Сид терпеливо ждала ответа.
– Ну, хорошо, – сдался он. – Честно говоря, материалы далатской миссии до сих пор считаются засекреченными, хотя это уже давно не тайна. В январе 1997 года какая-то газетка под названием «Три-Сити геральд» опубликовала статью про эти события, которую перепечатали
Сидни взяла чашку с кофе и сделала глоток.
– Рассказывать особо не о чем, – повторил Дарвин хрипловатым голосом и подумал, что, пожалуй, слегка простудился. – Во время большого исхода из Сайгона вьетнамцы напомнили, что мы когда-то помогли им построить реактор в Далате. Там оставались некоторые материалы для ядерного реактора, в том числе восемьдесят грамм плутония. Нашим не хотелось отдавать их в руки коммунистов за здорово живешь. Поэтому они направили туда героических ученых, Уолли и Джона, чтобы они забрали радиоактивные материалы, прежде чем до них доберутся ВК и СВА. И ученым это удалось.

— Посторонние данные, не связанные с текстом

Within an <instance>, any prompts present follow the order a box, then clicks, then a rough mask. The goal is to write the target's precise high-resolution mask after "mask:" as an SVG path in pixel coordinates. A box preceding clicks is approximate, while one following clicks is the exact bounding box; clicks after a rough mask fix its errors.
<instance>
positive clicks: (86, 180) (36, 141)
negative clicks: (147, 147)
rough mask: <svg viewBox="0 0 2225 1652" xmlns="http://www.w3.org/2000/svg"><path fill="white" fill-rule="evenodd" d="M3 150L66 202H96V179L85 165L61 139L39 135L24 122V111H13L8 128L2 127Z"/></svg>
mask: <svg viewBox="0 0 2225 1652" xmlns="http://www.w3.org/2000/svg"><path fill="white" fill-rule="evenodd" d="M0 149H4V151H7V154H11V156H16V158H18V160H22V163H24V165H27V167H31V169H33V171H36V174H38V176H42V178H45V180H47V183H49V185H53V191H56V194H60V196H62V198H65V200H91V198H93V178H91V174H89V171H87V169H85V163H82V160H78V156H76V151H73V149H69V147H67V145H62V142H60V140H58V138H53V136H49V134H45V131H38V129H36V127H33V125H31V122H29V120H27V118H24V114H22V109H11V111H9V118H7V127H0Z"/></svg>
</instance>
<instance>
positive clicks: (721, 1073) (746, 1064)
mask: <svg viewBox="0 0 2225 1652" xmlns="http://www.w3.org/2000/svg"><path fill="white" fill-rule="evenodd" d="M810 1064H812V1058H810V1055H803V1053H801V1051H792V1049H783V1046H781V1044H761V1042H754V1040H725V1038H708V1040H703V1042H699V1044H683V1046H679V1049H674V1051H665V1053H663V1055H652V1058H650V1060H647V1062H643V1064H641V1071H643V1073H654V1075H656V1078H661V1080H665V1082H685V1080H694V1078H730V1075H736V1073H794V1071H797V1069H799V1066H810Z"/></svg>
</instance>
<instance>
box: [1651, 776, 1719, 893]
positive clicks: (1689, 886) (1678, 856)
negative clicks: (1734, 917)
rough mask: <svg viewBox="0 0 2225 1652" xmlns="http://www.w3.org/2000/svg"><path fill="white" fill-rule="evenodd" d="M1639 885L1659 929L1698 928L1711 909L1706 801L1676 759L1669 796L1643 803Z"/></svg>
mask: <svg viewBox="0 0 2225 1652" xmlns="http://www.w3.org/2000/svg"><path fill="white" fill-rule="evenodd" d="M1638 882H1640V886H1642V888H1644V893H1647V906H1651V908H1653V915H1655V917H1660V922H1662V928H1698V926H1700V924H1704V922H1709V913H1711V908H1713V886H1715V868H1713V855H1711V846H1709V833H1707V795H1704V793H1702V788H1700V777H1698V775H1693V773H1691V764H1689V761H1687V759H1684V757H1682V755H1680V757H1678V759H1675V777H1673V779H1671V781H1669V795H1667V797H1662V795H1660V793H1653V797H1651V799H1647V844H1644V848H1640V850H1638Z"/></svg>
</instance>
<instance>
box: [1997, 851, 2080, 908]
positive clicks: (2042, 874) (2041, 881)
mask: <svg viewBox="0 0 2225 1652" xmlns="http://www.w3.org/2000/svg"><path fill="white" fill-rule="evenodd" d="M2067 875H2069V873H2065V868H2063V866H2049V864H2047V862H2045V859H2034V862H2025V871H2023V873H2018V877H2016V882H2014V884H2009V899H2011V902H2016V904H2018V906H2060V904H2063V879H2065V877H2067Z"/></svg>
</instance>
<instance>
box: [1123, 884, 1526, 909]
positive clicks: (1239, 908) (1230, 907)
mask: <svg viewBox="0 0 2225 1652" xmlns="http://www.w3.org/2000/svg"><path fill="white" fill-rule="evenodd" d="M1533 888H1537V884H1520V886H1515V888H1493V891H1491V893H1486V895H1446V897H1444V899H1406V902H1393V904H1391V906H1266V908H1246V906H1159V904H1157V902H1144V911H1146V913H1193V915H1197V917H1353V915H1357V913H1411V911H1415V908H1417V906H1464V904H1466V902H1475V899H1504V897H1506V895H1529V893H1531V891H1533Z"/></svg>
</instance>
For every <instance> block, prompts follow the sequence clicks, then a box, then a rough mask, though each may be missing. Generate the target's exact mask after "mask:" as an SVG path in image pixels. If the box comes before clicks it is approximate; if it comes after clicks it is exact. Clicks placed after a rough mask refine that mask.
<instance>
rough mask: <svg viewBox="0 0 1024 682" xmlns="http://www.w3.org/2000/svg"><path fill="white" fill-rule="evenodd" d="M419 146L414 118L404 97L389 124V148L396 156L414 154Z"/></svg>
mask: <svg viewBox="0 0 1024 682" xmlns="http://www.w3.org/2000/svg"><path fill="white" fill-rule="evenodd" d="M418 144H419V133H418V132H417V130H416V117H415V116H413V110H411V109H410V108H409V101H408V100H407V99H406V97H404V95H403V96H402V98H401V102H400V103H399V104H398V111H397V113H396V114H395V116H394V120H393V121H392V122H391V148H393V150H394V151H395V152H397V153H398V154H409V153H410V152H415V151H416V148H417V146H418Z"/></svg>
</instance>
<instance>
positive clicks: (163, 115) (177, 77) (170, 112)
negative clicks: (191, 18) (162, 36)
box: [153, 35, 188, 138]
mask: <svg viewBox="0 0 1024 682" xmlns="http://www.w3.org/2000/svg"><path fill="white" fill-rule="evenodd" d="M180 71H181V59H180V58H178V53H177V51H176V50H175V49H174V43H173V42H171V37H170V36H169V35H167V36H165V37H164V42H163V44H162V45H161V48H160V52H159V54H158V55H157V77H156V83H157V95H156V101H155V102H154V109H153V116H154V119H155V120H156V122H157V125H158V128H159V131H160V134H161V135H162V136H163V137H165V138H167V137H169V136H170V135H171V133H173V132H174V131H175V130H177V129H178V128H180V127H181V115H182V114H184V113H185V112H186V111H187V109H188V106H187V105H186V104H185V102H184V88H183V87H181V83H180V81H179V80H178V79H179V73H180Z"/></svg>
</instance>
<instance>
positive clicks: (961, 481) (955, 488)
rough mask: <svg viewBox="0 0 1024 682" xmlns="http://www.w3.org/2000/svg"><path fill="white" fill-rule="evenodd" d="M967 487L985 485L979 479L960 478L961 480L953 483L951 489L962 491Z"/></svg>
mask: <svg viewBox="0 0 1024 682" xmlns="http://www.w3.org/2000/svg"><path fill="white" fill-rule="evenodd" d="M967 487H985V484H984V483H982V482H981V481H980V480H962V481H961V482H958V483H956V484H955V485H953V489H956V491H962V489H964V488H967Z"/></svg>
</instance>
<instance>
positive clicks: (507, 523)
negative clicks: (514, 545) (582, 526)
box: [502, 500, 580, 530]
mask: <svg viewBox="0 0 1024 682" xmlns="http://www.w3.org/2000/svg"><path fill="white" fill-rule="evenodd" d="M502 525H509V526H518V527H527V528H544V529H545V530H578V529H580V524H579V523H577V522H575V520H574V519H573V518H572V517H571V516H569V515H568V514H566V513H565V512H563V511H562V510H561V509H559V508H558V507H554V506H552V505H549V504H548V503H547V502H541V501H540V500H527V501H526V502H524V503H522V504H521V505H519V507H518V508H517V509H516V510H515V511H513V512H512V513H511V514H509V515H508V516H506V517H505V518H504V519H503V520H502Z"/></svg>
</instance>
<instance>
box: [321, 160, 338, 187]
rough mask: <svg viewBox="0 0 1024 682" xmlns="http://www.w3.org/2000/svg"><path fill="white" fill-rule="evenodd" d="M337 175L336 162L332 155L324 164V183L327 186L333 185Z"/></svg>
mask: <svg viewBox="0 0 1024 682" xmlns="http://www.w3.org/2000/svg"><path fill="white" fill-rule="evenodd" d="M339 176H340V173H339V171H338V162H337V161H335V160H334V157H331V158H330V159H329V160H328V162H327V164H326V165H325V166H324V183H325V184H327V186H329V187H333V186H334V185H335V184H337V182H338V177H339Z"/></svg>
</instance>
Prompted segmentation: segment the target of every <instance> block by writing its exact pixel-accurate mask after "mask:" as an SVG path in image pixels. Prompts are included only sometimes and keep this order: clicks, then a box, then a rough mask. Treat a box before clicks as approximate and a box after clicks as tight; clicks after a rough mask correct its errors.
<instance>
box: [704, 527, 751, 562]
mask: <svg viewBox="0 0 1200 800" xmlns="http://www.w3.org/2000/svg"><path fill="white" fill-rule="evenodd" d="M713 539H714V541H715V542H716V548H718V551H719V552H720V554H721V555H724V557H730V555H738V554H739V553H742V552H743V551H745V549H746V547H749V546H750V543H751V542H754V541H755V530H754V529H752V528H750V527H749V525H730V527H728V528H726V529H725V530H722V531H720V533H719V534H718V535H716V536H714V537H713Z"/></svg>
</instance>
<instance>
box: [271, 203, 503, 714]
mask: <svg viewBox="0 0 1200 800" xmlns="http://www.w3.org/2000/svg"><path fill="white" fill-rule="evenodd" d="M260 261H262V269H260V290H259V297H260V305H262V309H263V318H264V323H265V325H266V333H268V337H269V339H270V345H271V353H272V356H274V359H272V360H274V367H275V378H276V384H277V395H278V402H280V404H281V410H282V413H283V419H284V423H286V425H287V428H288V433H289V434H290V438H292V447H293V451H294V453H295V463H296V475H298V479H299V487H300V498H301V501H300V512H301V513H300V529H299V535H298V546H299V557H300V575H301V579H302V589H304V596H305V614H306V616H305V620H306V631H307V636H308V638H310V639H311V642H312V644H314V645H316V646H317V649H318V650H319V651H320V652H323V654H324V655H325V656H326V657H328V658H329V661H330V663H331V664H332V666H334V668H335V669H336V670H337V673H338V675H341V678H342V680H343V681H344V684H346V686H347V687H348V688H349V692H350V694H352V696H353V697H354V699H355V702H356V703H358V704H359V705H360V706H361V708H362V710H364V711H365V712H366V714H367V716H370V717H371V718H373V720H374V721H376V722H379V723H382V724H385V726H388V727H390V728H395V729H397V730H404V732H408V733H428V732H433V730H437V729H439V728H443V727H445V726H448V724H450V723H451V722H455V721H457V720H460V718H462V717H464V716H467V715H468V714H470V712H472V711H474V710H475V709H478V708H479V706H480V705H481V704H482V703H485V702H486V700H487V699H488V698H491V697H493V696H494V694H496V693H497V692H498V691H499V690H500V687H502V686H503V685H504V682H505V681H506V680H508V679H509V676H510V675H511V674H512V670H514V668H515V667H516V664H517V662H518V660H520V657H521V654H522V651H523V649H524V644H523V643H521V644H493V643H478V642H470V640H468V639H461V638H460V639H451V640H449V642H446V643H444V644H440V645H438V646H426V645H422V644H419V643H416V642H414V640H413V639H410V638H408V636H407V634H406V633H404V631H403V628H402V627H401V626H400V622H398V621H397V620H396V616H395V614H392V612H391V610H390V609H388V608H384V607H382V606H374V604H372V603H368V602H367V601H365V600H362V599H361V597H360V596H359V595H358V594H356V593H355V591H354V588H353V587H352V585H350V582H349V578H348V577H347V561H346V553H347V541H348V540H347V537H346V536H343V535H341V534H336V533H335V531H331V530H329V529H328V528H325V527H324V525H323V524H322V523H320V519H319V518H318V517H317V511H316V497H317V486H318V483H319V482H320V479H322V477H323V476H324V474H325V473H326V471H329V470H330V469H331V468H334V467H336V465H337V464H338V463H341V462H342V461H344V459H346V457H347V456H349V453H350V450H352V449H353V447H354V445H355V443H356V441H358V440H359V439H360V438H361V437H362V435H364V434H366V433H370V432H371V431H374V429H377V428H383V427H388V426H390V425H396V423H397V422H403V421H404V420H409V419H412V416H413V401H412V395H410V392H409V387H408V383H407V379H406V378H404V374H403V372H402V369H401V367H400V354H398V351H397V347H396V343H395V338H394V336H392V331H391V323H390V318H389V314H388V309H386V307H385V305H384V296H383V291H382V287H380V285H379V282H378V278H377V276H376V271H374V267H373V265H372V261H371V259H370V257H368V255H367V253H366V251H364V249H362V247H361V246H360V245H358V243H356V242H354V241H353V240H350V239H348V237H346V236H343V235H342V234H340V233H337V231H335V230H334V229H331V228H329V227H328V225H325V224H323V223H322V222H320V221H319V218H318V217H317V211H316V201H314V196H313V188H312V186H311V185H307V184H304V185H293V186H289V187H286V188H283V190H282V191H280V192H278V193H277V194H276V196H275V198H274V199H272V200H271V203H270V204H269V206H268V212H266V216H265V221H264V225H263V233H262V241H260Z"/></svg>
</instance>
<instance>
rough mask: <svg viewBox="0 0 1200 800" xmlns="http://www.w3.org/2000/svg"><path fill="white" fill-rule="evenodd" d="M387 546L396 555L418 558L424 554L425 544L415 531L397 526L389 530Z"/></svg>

– Ты, как снайпер морской пехоты, был с ними, – уточнила Сид. – А потом?
– Да вот, собственно, и все. Уолли с Джоном сами проделали всю работу – извлекли и упаковали необходимые материалы, – ответил Дарвин и даже нашел в себе силы улыбнуться. – Они смогли заглушить реактор и найти контейнеры для переноски радиоактивных материалов. Дольше всего они возились с подъемником. Мы взяли эти контейнеры и улетели.
– Но там было сражение или нет? – не унималась Сидни.
Дарвин встал, чтобы налить себе еще кофе, и обнаружил, что в кофеварке пусто. Сев на место, он с минуту помолчал, а потом сказал:
– Ясное дело. На войне так и бывает. Даже на такой идиотской, как в семьдесят пятом.
– И ты, в гневе, стрелял из своей винтовки? – подсказала Сидни с вопросительной интонацией в голосе.
– Да нет, – ответил Дар. – Я стрелял, но без гнева. Это правда. А злился разве что на тех уродов, которые забыли про этот реактор.
– Доктор Дар Минор, – вздохнула Сид, – девятнадцатилетний снайпер… Так не похоже на человека, которого я знаю… насколько я его знаю.
Дар молча слушал.
– Может, ты хотя бы расскажешь, почему пошел в морскую пехоту? – спросила Сид. – И стал снайпером?
– Хорошо, – ответил Дарвин.
Его сердце забилось чаще, когда он понял, что действительно хочет рассказать ей, как все было на самом деле. И расскажет. В любом случае в решении стать морским пехотинцем и снайпером было куда больше личного, чем в его действиях в Далате.
Он посмотрел на часы.
– Вообще-то уже поздно, госпожа следователь. Может, отложим мои откровения на следующий раз? У меня еще куча дел на сегодня.
Сид закусила губу и огляделась. Перед тем как зажечь свет в доме, она задернула шторы и закрыла ставни, и теперь в комнате царил мрак, озаряемый одной-единственной настольной лампой.
На мгновение Дарвину пришла в голову невероятная мысль, что сейчас Сид предложит заночевать здесь, вдвоем. Его сердце заколотилось еще сильнее.
– Ладно, – наконец сказала она. – Я помогу тебе вымыть посуду, и поедем. Но обещай, что расскажешь, почему решил записаться в морскую пехоту. Идет?
– Обещаю, – услышал Дарвин собственный голос.